Securing Your Site: Clickjacking and X-Frame-Options

Clickjacking is one of the malicious attacks used against people on the web. Back in 2009 Microsoft came out with a new measure in IE8 to fight against clickjacking that’s since been adopted by Firefox, Chrome, Safari, Opera, and others. This is through servers setting a http header of X-Frame-Options and browsers following the settings.

While The security conscious players like Google, Microsoft, Dropbox, Stackoverflow, Apple, and many others have all implemented this in appropriate places, many of the sites we regularly visit have not yet done so. Some sites not implementing frame protections include drupal.org, wordpress.com (though Wordpress itself has it for login and admin pages), reddit, Evernote, and many others. Since Drupal doesn’t have support by default for X-Frame-Options I assume most Drupal sites have not yet implemented this.

If you are interested in learning how to implement X-Frame-Options keep reading as we’ll dive into a few ways to do this.

The Basics

A great place to learn the basics is on the Mozilla Developer page about X-Frame-Options.
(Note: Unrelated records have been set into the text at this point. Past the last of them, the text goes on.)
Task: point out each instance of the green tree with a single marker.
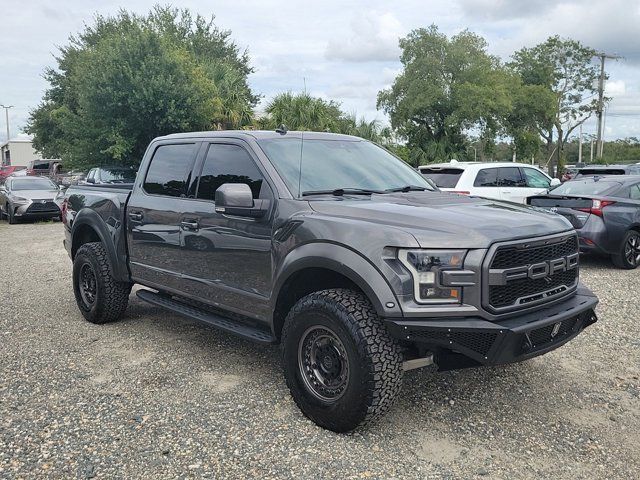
(303, 111)
(565, 69)
(127, 79)
(448, 87)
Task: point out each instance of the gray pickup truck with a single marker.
(333, 248)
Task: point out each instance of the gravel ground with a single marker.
(159, 396)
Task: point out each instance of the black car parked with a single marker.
(599, 170)
(605, 211)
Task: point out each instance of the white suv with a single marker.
(512, 182)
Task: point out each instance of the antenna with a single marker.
(300, 164)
For the purposes here we’ll only look into the options that have wide adoption. These are:

  • DENY: When the X-Frame-Options http header is set to this value a page can never be embedded in a frame/iframe.
  • SAMEORIGIN: In this case only the originating domain can embed pages in a frame/iframe. This is specific to a domain including the subdomain. Pages on foo.example.com cannot embed pages from bar.example.com if this value is used.

Apache Setup

Apache can be setup to use one of these values by default. If mod_headers is installed than this setting can be used:

Header always append X-Frame-Options SAMEORIGIN

Nginx Setup

For nginx in the server or location configuration you can use something like:

add_header X-Frame-Options SAMEORIGIN;

In PHP

In any PHP application the header can be set before page content is sent. This is done using the header function.

header('X-Frame-Options: SAMEORIGIN');

Drupal

I want to touch on Drupal for a moment because it’s the second most widely used CMS. I would talk about Wordpress, but they already covered their basis on this. Drupal has a custom way to deal with headers through the use of drupal_add_http_header. Using this function you could do:

drupal_add_http_header('X-Frame-Options', 'SAMEORIGIN');

This could be used for specific paths or site wide. If you are using the Overlay module you’ll want to use SAMEORIGIN rather than DENY or the overlay will not work.

Alternately, the module seckit provides some security options including this one. I have not used this module and make sure you thoroughly check it out before using it.